Establishing a new statewide public works program and a new dedicated funding source for transportation has bipartisan support but has taken a backseat to the state's political gridlock that has driven a now ten-month-old budget impasse.
The state's $31 billion partially bond-financed capital program launched in 2009 provided an infusion of funding for roads, bridges, and transit, but it's winding down and the RTA has little additional borrowing capacity.
The council is targeting two funding sources that offer a fix. A 30-cent-per-gallon increase in the state's current 19-cent gasoline tax, which hasn't been raised since 1991, and a 50% increase in vehicle registration fees would raise sufficient cash for pay-go funding and borrowing, the report says.
After the increases, future rates would be linked to the consumer price index to keep pace with inflation.
"MPC recommends the state constitution be amended to create a transportation trust fund to protect this revenue," the report says. To soften the blow for lower- and middle income-earners, the state's earned income tax credit should be doubled to 20% of the federal level, it says.
In the long term, the MPC takes the position that funding should shift toward a user-based model not tied to fuel purchases, a position backed by transportation specialists nationally as vehicles become more efficient and travel levels fluctuate based on various factors such as the economy and gas prices.
"We must begin exploring a vehicle miles traveled fee today so that we can have full implementation by 2025," the group recommends.
The council has offered a larger menu of local and state funding options that include broadening the state's sales tax to cover services, establishing transit facility financing corridors similar to tax-increment financing districts, and enabling a congestion pricing system in the region.
To help in the task of winning over political leaders and the public to support such hefty tax and fee increases, MPC sought to highlight the dwindling condition of the state's transportation infrastructure and toll it takes on the state's economy.
Since the last gas tax hike in 1991, state revenue earmarked for transportation has fallen to 8% from 13% of the budget. State roads had met the industry benchmark of at least 90% being in a state of good repair in 2010. That's down to less than 80% now and on track to fall to 60% in five years. Only two-thirds of the RTA system – which includes Chicago city buses and rapid transit trains, suburban commuter rail, and the suburban bus service – is in a state of good repair.

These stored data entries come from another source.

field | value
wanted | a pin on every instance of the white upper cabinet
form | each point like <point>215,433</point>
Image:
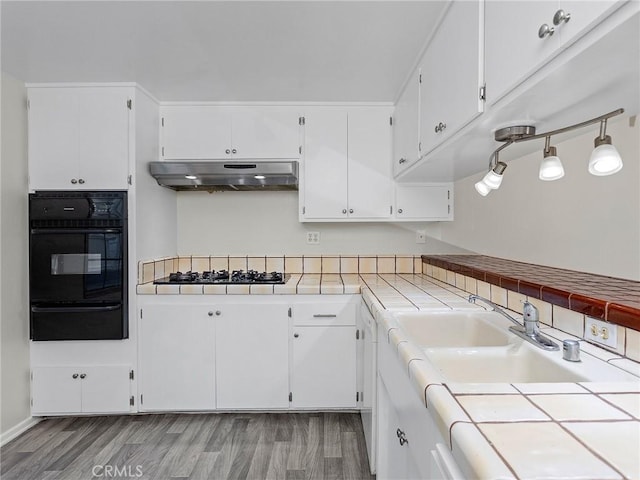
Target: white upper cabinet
<point>347,173</point>
<point>417,201</point>
<point>518,43</point>
<point>79,137</point>
<point>206,132</point>
<point>369,174</point>
<point>406,126</point>
<point>325,165</point>
<point>452,73</point>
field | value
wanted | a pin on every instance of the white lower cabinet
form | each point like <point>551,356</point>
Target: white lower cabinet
<point>323,353</point>
<point>247,353</point>
<point>177,357</point>
<point>394,460</point>
<point>252,357</point>
<point>80,389</point>
<point>407,434</point>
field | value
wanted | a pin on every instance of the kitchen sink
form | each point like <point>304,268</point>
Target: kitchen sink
<point>515,364</point>
<point>455,329</point>
<point>520,363</point>
<point>477,347</point>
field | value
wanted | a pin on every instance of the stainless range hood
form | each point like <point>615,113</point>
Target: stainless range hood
<point>221,175</point>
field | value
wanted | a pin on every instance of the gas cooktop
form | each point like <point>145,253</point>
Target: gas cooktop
<point>223,277</point>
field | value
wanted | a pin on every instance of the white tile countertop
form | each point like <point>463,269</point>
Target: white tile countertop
<point>500,430</point>
<point>494,430</point>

Absent new funding, the state's transportation infrastructure is on pace to fall to a 50% level by 2030, Reilly warned.
The increases would cost the average taxpayer $147 annually, but provide a big payoff due to the impact on quality of life issues stemming from traffic and vehicle damage, business travel, and the state's economy and job prospects. Studies have put the 10-year cost of those issues at $110 billion.
"This is what we need to do if we are going to make progress," Reilly said.
Reilly said civic and business support is needed to gain political traction. In response to audience questions over the chances of winning support, Reilly said the timing could work as part of broader budget solution.
He noted that in past years capital budgets have accompanied tax increases as a means of providing political cover for lawmakers.
"If and when there is a break in the logjam [over the state budget] I'm pretty sure it will include a capital bill," he said, stressing that the goal is to ensure that it's an adequate one that reflects the size of the region's needs.
Several pieces of the plan are included in legislation recently introduced by state Sen. Heather Steans, D-Chicago, in Senate Bill 3279. Steans also introduced legislation – Senate Bill 3277 – that would broaden the ability of local governments and agencies to enter into public-private partnerships. After a review by an office of public-private partnerships that would be part of the governor's administration, local entities could enter into a P3 to improve transportation assets, public buildings, public services, or other public assets.